As shown in Table 6, the filtered sample, no agg, all feature configuration achieves the highest overall f-scores for classifying open space and residential land use categories across all three geographic regions. This configuration, which includes filtered samples, uses the original, non-aggregated labeled polygons and incorporates both POI and non-POI geographic features, indicating that this approach provides a comprehensive representation for these land use types.


For non-residential land use classification, however, the {filtered sample, no agg, poi}configuration achieves the best f-score, indicating that including non-POI geographic features in the AOI embedding does not significantly enhance the classification performance for non-residential areas. This suggests that POI data alone may provide sufficient information for characterizing non-residential land use.


The performance impact of including non-POI geographic features varies across the different geographic regions. England shows the largest performance improvement when non-POI geographic features are added, while South Korea exhibits minimal performance change. This variation across regions reflects differences in geographic context and the effectiveness of non-POI features in enhancing land use classification accuracy.


With respect to the {all sample vs. filtered sample}configuration, classification model performance improves for residential and non-residential land use classes after excluding training samples that contain only a single geographic feature. In contrast, the performance for the open space land use class experiences a slight decrease.

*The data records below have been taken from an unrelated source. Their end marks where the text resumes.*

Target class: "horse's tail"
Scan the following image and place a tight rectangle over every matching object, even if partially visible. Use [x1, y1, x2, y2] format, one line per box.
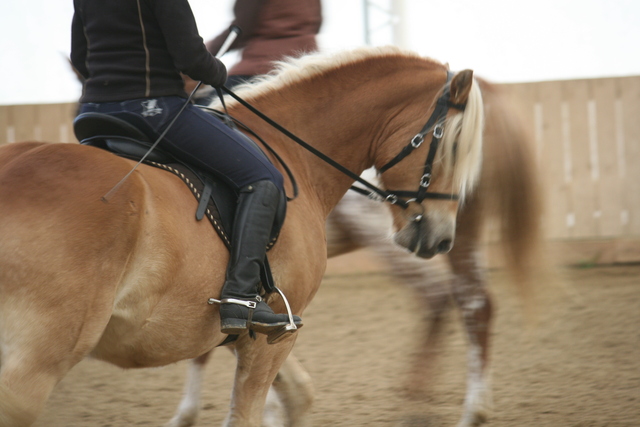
[479, 82, 550, 297]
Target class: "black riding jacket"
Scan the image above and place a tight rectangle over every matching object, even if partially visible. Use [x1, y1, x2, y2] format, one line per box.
[71, 0, 227, 102]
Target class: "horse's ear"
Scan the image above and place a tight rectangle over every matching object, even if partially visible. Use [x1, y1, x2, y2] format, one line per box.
[451, 70, 473, 105]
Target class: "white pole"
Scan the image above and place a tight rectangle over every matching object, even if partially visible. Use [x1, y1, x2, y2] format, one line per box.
[391, 0, 409, 48]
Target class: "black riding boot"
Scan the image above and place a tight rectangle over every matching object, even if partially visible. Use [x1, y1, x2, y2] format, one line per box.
[220, 181, 302, 334]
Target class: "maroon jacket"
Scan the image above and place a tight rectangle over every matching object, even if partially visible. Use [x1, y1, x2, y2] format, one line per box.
[207, 0, 322, 76]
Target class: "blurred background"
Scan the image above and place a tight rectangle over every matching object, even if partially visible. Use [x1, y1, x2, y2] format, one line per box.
[0, 0, 640, 105]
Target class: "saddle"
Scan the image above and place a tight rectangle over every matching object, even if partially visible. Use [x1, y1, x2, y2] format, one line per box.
[73, 113, 284, 293]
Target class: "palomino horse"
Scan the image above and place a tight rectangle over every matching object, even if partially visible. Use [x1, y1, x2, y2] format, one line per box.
[167, 80, 546, 427]
[0, 47, 484, 427]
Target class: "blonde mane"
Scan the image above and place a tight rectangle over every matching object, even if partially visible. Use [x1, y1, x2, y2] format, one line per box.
[210, 46, 484, 198]
[438, 78, 484, 200]
[210, 46, 428, 103]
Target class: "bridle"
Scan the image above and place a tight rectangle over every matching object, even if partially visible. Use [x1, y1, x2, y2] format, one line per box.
[351, 71, 465, 209]
[219, 71, 465, 213]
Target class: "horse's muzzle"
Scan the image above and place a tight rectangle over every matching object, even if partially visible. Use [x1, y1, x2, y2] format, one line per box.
[393, 216, 455, 259]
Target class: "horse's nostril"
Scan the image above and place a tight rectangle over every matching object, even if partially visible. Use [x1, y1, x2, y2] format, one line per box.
[438, 239, 453, 254]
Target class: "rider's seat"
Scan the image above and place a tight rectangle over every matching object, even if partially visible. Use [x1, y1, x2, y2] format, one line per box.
[73, 112, 173, 163]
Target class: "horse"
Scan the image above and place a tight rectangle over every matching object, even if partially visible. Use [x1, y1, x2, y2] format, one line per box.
[0, 47, 484, 427]
[166, 79, 550, 427]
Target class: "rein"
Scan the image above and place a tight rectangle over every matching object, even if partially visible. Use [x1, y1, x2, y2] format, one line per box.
[218, 71, 465, 209]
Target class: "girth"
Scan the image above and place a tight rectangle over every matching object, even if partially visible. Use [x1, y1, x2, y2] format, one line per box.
[74, 113, 279, 293]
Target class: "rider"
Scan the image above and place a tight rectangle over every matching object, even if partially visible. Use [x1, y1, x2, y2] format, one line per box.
[71, 0, 301, 334]
[185, 0, 322, 105]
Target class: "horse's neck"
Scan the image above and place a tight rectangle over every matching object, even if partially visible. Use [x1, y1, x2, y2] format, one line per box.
[232, 72, 418, 215]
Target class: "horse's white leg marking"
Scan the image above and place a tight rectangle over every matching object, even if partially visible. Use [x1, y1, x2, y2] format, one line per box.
[330, 187, 452, 396]
[454, 251, 493, 427]
[165, 350, 213, 427]
[262, 386, 288, 427]
[265, 354, 313, 427]
[223, 334, 296, 427]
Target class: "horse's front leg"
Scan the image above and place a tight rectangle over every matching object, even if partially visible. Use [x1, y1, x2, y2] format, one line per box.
[223, 332, 297, 427]
[262, 354, 313, 427]
[449, 209, 493, 427]
[165, 350, 213, 427]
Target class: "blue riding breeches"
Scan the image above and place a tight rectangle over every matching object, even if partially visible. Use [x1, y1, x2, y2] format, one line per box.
[80, 96, 284, 191]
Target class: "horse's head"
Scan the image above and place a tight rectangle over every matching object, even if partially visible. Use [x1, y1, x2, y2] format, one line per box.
[376, 70, 483, 258]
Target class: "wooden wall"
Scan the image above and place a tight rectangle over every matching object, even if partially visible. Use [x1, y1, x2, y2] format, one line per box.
[0, 76, 640, 263]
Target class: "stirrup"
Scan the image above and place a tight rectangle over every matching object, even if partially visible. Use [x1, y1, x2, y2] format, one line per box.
[267, 286, 298, 344]
[207, 286, 298, 344]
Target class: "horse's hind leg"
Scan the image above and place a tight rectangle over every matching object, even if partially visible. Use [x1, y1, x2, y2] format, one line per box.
[0, 322, 100, 427]
[165, 350, 213, 427]
[449, 206, 492, 427]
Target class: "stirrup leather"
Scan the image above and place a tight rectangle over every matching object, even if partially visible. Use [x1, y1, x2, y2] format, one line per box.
[207, 286, 298, 344]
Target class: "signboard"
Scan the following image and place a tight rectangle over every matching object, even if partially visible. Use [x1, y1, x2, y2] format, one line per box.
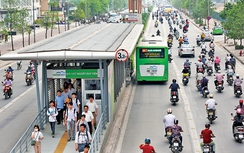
[140, 48, 164, 58]
[115, 49, 129, 62]
[47, 69, 103, 79]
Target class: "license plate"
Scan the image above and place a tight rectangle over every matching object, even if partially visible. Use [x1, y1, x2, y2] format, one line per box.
[174, 143, 179, 147]
[208, 112, 213, 115]
[203, 148, 209, 152]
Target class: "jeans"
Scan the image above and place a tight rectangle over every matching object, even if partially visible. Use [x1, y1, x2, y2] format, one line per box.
[200, 141, 215, 152]
[67, 120, 75, 139]
[49, 122, 56, 134]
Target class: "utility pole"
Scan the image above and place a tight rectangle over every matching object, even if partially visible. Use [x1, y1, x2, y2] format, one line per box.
[32, 0, 36, 43]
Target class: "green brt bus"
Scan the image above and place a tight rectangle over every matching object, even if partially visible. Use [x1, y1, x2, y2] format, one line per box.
[136, 37, 169, 81]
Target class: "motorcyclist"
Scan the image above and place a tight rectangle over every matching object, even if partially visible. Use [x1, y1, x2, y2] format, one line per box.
[231, 108, 244, 134]
[169, 120, 184, 148]
[163, 108, 176, 137]
[200, 124, 215, 152]
[196, 35, 201, 45]
[234, 74, 242, 94]
[201, 32, 205, 41]
[205, 94, 217, 116]
[214, 70, 224, 87]
[8, 65, 14, 74]
[3, 77, 12, 93]
[235, 99, 244, 115]
[200, 74, 208, 94]
[157, 29, 161, 36]
[209, 41, 215, 49]
[139, 138, 156, 153]
[214, 56, 221, 69]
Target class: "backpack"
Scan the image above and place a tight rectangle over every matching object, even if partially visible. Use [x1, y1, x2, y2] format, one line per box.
[78, 130, 89, 143]
[66, 107, 75, 120]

This pattern is consistent across all three geographic regions. Notably, the non-residential land use class in South Africa shows the largest performance increase after filtering training samples. Generally, increasing the number of geographic features within an AOI enhances semantic richness and robustness in characterizing AOI land use. However, the performance decrease for open space land use indicates that the absence of geographic features can itself be a defining characteristic of certain land use types, such as open spaces.


Regarding the impact of spatial granularity ({no agg vs. agg30}), classification models trained on spatially aggregated samples tend to perform worse across the three land use classes in all three geographic regions. The open space land use class experiences the largest performance drop following spatial aggregation, while residential and non-residential classes see only a slight decrease in performance scores. The decline in model performance with spatial aggregation highlights the higher semantic coherence of the original, user-contributed boundaries compared to those generated through spatial aggregation.


For configurations involving non-POI geographic features ({poi vs. all feature}), adding non-POI features as additional input for AOI embedding training generally improves classification model performance for open space and residential land use classes, while decreasing performance for the non-residential class. This trend is consistent across all three regions. Without non-POI geographic features, land use polygons labeled as open space and residential classes lack sufficient semantically distinct features to fully capture their characteristics, resulting in lower classification scores. By incorporating non-POI geographic features, such as roads and non-POI buildings, the representativeness of training samples for open space and residential land use classes is improved, particularly in South Africa. In comparison, the performance changes for England and South Korea are less pronounced, potentially due to the more comprehensive and regular distribution of amenities and recreational facilities (e.g., benches, picnic tables) in developed areas, which better characterizes open spaces through POIs alone.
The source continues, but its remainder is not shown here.